What do we mean by genomics and genomic data in this report?
Genomic research uses and shares data from the whole of a person’s DNA sequence and structure, rather than an individual gene. Using this definition provides a very clear link to the definition of genetic data as it exists under the UK GDPR, with implications as to how and when this may be considered personal data as well as special category personal data.
Each person’s DNA sequence is represented by some 6.4 billion bases (or letters) in our genome. Genomics refers to the study of these individual genes, grouped into either coding or non-coding genes. 10 Some genes determine traits such as eye colour or blood type. Others, complex traits and characteristics that reflect the interaction of multiple genes (polygenic), variances in a DNA sequence and the impact of environment. Common complex traits are highly polygenic and influenced but there are thousands of common DNA variants.
Other factors that can alter the instructions our genes provide include mutations that generate positive, negative or neutral effects to our characteristics. These may be inherited or experienced in the lifetime of a person. Access to the information encoded in DNA can be shifted or changed through epigenetic factors and quasi-environmental factors. At its largest scale, functional genomics can be considered a study of multiomics, encompassing not only DNA but its possible modulations, RNA transcripts and modifications and protein structures and how these interact with their environment.

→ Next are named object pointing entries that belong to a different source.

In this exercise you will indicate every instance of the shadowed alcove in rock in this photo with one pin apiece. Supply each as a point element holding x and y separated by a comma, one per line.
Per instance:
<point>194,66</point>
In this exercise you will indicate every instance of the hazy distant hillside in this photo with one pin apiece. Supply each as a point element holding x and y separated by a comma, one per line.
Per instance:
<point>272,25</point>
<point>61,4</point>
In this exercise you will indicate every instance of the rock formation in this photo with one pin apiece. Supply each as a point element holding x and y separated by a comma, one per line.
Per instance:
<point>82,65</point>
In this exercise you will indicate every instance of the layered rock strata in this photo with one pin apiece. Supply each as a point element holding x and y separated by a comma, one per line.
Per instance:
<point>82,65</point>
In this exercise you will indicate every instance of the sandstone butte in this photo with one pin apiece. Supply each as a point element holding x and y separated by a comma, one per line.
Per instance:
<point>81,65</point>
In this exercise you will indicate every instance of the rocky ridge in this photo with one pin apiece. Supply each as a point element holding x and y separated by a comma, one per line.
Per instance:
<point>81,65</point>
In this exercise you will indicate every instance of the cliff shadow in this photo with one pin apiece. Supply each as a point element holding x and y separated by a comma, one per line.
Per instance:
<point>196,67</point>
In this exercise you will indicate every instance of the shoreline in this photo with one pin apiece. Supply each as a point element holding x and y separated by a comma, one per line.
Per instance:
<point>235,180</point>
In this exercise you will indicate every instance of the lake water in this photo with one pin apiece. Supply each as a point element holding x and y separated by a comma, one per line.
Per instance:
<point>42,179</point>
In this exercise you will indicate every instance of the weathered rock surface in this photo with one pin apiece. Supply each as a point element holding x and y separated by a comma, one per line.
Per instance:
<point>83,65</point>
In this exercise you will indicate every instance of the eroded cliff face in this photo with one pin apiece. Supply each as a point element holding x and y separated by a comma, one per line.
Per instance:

Genetics under the UK GDPR
While genomic data is not itself referenced in UK data protection law, genetic data is. Under Article 4(13) of the GDPR, “genetic data” is defined as:
“personal data relating to the inherited or acquired genetic characteristics of a natural person which give unique information about the physiology or the health of that natural person and which result, in particular, from an analysis of a biological sample from the natural person in question.”
Recital 34 of the GDPR provides further context for understanding the definition set out in Article 4(13), noting that organisations should interpret it as including any type of analysis that enables them to obtain equivalent information. For example, ribonucleic acid (RNA) plays an essential part in the coding, decoding, regulation and expression of genes.
For the purposes of this report, we will broadly consider that genomic data can be substituted for genetic data and therefore always considered special category data under article 9 of the UK GDPR. However, key issues remain around when genomic data is personal information and when inferences drawn from genomic data may fall into other categories such as biometric, health or simply personal (rather than Article 9 special category) data.
For the purposes of this report, we will define genomic data as:
“personal data relating to the inherited or acquired genomic characteristics of a natural person which can give unique information about the physiology, characteristics or the health of that person and which result, in particular, from an analysis of the interplay of the genetic information of a natural person and their environment.”
This definition has been designed to encompass as broad a spread of uses of genomic information as possible, including:
- epigenetic information; and
- polygenic risk scores.
Some information, such as polygenic risk scores, may be considered second order data, posing later challenges as to whether it falls under special category or genomic data. Recital 35 of the UK GDPR suggests that health data should be interpreted as:
‘information derived from the testing or examination of a body part or bodily substance, including from genetic data and biological samples.’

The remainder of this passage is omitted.